In 2021 we took the kids on three road trips across a total of 15 states (well, 14 states and DC). I'm grateful that we were able to travel some and see friends and family, even if it did mean that we ended the year with all of us getting covid, and I'm pleased that my kids (now 6 and 9) have become such good travelers. They're able to keep themselves entertained with books, music, drawing, and even knitting, which they just learned how to do.

In 2021 I also got back into fanfic and fandom, which was a source of joy and silliness when so much seemed heavy and awful. I even wrote a story, which I hadn't done in probably 15 years. It felt good to be creative again.

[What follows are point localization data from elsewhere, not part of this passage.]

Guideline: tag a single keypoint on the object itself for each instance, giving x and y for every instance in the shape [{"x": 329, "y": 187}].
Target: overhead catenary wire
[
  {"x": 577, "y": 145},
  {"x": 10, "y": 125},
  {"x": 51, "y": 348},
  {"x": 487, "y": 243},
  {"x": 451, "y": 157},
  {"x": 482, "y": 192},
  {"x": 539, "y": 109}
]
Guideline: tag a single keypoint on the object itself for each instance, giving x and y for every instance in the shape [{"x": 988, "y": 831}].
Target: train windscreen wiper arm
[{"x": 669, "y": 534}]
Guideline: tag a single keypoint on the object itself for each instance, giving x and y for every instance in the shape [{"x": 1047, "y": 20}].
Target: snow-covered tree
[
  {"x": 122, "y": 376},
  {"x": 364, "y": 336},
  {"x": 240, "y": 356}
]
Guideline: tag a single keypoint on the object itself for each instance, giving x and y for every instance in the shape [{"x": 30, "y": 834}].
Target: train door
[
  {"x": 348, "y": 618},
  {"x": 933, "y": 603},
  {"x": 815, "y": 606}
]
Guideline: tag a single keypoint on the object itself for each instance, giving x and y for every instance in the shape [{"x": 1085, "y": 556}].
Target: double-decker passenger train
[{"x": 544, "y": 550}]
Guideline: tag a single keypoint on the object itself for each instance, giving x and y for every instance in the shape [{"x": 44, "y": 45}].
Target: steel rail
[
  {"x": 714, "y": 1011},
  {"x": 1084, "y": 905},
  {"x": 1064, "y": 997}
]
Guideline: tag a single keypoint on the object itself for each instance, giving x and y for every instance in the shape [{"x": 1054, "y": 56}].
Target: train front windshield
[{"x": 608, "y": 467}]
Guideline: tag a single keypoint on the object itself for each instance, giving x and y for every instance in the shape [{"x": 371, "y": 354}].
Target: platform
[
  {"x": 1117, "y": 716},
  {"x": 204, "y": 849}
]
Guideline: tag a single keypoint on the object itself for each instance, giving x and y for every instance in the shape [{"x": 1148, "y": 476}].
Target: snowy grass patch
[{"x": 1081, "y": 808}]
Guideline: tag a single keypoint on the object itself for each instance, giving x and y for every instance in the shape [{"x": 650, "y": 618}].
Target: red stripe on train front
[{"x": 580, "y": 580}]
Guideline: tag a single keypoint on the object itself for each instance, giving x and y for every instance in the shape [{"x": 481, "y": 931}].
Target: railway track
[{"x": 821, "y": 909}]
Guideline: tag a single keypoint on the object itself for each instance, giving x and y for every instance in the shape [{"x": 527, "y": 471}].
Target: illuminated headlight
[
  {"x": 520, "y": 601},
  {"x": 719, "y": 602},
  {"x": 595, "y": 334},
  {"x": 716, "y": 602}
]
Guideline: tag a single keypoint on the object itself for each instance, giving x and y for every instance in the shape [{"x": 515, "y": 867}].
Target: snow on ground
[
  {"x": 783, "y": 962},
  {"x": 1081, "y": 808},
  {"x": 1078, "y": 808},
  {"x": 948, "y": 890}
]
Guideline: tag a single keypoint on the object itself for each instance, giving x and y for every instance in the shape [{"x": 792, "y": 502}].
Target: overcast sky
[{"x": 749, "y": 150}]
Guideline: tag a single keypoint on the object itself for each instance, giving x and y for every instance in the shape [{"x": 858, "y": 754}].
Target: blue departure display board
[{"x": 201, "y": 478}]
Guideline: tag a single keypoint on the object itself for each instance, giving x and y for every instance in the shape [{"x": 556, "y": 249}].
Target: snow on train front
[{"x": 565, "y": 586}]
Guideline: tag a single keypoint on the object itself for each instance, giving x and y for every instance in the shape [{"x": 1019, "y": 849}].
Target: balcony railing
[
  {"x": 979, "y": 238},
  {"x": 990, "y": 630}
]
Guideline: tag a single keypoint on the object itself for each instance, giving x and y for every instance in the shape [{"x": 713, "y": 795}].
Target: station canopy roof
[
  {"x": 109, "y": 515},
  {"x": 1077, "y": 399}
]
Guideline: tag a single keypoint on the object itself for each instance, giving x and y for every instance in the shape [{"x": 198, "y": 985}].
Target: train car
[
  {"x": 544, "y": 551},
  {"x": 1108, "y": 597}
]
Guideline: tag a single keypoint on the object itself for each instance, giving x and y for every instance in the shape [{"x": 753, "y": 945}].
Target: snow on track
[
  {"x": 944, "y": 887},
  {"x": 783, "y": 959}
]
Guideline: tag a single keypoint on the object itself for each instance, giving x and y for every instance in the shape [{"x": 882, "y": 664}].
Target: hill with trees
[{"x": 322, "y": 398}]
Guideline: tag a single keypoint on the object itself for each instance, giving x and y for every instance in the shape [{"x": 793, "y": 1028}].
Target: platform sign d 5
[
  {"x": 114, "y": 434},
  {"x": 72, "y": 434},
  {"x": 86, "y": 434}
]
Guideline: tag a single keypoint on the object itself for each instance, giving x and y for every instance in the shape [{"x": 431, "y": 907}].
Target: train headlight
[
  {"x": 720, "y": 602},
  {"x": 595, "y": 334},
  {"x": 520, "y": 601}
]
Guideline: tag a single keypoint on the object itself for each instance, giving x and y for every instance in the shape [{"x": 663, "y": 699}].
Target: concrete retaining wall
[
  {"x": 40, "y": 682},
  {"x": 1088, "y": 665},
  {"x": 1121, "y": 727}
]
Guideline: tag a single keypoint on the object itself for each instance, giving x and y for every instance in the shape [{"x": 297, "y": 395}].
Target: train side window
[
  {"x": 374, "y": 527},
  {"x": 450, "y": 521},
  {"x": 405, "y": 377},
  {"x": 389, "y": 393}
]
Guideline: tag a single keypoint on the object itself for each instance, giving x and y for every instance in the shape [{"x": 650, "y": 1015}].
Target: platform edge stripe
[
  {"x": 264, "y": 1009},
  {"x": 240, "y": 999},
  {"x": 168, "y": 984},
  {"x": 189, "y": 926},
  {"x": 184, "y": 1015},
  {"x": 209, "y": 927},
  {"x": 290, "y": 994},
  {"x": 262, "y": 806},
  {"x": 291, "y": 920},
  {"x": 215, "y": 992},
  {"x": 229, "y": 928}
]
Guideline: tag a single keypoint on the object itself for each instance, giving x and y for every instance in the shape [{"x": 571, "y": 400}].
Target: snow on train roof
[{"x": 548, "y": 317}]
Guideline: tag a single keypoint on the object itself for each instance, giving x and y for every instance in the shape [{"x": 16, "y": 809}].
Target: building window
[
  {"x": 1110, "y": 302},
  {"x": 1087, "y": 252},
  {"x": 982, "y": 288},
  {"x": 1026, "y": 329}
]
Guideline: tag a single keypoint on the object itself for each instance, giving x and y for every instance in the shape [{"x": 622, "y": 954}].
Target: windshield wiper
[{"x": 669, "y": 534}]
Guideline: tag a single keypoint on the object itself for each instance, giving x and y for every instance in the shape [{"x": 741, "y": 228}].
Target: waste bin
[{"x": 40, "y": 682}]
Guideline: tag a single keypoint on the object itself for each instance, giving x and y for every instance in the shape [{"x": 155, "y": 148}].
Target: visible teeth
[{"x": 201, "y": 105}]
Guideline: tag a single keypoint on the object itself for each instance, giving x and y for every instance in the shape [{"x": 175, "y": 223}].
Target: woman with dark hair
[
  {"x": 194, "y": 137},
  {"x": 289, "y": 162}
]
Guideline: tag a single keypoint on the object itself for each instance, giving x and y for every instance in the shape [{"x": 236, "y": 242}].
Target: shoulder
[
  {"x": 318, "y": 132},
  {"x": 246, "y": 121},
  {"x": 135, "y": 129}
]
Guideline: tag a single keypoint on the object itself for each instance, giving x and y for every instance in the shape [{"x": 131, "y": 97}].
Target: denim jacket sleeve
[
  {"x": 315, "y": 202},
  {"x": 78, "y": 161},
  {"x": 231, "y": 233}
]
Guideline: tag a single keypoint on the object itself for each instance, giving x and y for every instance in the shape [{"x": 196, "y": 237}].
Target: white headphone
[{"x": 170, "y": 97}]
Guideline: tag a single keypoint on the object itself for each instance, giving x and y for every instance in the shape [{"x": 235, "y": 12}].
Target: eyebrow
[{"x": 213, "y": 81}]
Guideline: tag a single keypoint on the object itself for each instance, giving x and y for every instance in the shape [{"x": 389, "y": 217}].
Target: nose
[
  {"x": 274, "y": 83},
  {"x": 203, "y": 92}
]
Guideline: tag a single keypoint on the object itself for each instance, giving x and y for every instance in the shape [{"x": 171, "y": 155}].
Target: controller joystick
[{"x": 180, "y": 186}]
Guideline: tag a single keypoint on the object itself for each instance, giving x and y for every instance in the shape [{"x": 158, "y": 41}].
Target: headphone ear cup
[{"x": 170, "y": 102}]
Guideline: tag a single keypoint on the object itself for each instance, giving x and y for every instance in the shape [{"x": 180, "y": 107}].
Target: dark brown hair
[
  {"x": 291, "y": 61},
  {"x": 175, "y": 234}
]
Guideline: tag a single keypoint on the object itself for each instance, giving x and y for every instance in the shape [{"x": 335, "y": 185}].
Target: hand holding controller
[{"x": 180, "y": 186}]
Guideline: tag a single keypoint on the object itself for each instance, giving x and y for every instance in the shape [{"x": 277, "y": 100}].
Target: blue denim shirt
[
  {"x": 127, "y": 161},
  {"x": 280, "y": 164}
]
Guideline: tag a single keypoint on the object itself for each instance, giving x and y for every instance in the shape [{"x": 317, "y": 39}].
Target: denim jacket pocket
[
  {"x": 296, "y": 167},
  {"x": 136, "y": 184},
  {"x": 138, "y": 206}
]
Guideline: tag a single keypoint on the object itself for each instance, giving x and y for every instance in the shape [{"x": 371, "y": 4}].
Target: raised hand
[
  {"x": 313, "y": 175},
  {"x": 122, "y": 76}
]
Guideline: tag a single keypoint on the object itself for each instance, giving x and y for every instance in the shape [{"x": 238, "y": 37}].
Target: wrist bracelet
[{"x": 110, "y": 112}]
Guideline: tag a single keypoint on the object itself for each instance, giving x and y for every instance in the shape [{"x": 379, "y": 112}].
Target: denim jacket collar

Last winter was pretty bad for my mental health. I thought a lot about getting into therapy but never did anything about it. I had to stop pretty much all social media use because it all just made me feel rotten: jealous or outraged or sad about not being in closer contact with friends I love. Amy's death hit me hard; I regret that I didn't see her more or keep in touch more over the last few years, and I really miss her.

Things got better for me when we were able to travel up to MA this summer, and I feel more strongly than ever the pull to move back up there. We've pretty much given up on trying to move for Mark's job, and he's feeling pretty burned out on academia anyway, so it's up to me now to find a job that will get us back to Massachusetts. So that is the big project for 2022.

As always, I'm more grateful than I can say for all you invisible friends in the little glowy box. You've been a constant in my life for more than 20 years now, and I don't think I'd be who I am without this place. I wish you all brighter days ahead.


DavidS - Jan 03, 2022 8:34:02 pm PST #47 of 86
"Look, son, if it's good enough for Shirley Bassey, it's good enough for you."

As always, I'm more grateful than I can say for all you invisible friends in the little glowy box. You've been a constant in my life for more than 20 years now, and I don't think I'd be who I am without this place. I wish you all brighter days ahead.

Much love to you, and your beautiful family. You know, flea is fleeing to Cape Cod so I'm sensing a whole diaspora of families returning to the welcoming environs of Massachusetts. Sometimes the Geographical solution is the correct one.


sj - Jan 03, 2022 8:59:32 pm PST #48 of 86
"There are few hours in life more agreeable than the hour dedicated to the ceremony known as afternoon tea."

Things got better for me when we were able to travel up to MA this summer, and I feel more strongly than ever the pull to move back up there. We've pretty much given up on trying to move for Mark's job, and he's feeling pretty burned out on academia anyway, so it's up to me now to find a job that will get us back to Massachusetts. So that is the big project for 2022.

I very much approve of this project. Let me know if there is anything I can do to help from here.

I'm sensing a whole diaspora of families returning to the welcoming environs of Massachusetts.

More MA buffistas would be awesome.


flea - Jan 04, 2022 4:14:10 am PST #49 of 86
information libertarian

The problem with the welcoming environs of Massachusetts is the housing prices.


sj - Jan 04, 2022 9:46:22 am PST #50 of 86
"There are few hours in life more agreeable than the hour dedicated to the ceremony known as afternoon tea."

They have been going up and up lately. We’ve gotten so many letters from real estate people who want to buy our house, which is not for sale.


dcp - Jan 04, 2022 10:30:35 am PST #51 of 86
The more I learn, the more I realize how little I know.

Be wary. I have been getting text messages from strangers wanting to buy the house I haven't lived in since 2007.


Toddson - Jan 04, 2022 10:49:50 am PST #52 of 86
Friends don't let friends read "Atlas Shrugged"

Some people - much less ethical than you - would jump on that and sell. It's happened.